ASCO 2014, Melanoma|May 31, 2014 9:27 am

Thoughts on combination therapies

Good morning it’s Day 1 of ASCO 2014 and it’s already a mad house.

The combo Phase 1 study of ipilimumab, dabrafenib (BRAF inhib) and trametinib (MEK inhib) has been presented. Interestingly, the doublet combination (Ipi plus Dab) did not show any significant, dose limiting toxicity (DLT), unlike the combo tested last year of Ipi and Vemurafenib. They are moving forward with an expanded cohort, ie more patients.

in contrast, the triplet combo of Ipi, Dab and Tram was NOT well tolerated, with 2/7 patients with life threatening colitis. This combo is therefore discarded.

Also, with the small numbers of patients, there are no conclusions that can be drawn about efficacy or tumor response.

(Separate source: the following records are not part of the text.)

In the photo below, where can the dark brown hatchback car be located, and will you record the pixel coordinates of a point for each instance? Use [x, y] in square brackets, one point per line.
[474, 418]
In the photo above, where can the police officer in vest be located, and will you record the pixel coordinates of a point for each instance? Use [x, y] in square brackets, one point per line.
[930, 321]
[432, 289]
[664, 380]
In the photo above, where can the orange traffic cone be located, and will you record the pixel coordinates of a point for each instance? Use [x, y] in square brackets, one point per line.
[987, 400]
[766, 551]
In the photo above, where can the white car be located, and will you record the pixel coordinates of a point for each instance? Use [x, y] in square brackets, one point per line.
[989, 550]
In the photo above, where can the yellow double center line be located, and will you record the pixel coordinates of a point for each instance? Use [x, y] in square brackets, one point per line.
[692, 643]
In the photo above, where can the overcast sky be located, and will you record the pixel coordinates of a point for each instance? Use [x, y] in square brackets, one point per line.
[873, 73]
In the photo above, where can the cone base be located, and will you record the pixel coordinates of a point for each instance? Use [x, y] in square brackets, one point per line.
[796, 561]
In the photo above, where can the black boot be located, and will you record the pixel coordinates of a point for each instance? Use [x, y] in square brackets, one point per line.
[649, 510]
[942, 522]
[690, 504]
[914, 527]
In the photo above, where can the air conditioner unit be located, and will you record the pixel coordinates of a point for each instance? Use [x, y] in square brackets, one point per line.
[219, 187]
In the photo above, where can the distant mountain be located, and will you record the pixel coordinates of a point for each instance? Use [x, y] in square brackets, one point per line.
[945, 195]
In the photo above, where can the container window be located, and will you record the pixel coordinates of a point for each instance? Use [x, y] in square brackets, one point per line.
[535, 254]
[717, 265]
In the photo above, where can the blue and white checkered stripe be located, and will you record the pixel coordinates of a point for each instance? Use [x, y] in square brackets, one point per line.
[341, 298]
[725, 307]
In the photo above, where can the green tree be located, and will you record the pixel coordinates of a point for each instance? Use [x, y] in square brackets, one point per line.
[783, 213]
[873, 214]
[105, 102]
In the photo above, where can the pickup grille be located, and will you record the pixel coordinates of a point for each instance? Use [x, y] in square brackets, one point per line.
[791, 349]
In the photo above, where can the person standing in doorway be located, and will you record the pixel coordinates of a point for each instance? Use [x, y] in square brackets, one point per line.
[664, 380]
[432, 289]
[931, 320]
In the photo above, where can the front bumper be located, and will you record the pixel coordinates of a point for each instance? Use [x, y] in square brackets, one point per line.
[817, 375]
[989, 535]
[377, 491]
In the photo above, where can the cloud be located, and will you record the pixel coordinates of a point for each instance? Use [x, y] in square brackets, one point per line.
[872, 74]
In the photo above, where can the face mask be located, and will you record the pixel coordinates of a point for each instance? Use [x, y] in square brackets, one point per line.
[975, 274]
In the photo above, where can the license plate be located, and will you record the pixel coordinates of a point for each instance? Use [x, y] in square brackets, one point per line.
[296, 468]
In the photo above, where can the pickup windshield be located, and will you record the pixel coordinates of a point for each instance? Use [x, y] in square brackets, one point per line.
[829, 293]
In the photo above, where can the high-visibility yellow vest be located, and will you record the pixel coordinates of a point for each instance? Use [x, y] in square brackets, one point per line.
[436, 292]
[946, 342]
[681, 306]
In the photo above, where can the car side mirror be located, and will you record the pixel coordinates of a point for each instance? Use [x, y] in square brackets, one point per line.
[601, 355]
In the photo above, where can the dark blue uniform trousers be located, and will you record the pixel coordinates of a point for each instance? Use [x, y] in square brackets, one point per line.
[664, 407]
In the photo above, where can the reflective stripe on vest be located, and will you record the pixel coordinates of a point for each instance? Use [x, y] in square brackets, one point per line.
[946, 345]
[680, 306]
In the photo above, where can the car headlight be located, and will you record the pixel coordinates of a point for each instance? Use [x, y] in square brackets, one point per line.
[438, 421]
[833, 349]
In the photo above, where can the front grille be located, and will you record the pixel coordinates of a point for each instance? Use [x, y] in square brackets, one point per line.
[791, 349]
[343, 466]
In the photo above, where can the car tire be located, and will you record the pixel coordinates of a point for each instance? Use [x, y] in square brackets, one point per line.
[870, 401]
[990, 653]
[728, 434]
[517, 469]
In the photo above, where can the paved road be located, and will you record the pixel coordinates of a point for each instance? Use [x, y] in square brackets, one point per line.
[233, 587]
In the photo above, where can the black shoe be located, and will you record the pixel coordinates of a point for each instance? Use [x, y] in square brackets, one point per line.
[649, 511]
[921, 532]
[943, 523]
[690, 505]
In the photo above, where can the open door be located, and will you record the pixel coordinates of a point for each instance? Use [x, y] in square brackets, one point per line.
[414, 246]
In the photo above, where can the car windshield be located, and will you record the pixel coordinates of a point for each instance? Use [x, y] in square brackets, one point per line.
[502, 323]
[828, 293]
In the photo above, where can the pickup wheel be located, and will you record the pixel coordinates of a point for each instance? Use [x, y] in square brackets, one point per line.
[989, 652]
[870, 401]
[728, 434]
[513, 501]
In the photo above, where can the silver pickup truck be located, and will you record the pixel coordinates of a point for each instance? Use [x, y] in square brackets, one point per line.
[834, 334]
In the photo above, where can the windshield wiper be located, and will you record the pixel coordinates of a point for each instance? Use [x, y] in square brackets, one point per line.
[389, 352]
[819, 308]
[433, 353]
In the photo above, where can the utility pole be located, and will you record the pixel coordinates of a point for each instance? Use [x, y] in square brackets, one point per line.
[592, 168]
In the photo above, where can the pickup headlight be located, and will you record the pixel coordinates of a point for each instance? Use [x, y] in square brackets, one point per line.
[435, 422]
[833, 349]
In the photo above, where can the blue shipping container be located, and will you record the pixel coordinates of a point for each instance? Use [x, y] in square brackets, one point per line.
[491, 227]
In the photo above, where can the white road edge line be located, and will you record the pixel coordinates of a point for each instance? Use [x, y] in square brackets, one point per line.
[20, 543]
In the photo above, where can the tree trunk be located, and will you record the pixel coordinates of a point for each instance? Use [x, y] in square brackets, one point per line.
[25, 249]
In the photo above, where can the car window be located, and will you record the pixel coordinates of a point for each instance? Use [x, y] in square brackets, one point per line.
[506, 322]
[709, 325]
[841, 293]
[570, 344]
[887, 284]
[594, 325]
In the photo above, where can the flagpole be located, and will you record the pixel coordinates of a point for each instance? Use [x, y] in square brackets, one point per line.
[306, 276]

However, this brings up a very interesting opportunity: the potential “combination” of drugs in sequence instead of concurrently or at the same time.

Classically, cancer treatment has evolved with combination therapies being very important. These are almost always concurrently given, adjusting the doses as needed for toxicity. I call this “more is better”.

But perhaps this trial will show that a more rational approach may be what I term “sequence and timing”, combining agents over time, in a predefined sequence without necessarily waiting for progression or response before changing therapies. This makes particular sense to me when you are talking about radically different mechanisms, such as immunotherapy and targeted therapy.

Also, as pointed out by the discussant, we don’t really know how these two types of drugs interact, by affecting either the target (immunogenicity of targeted therapy affected melanoma cells) or the immune system itself, particularly when combining immunotherapy with cytotoxic chemotherapy.

More to come, it’s not even lunch time.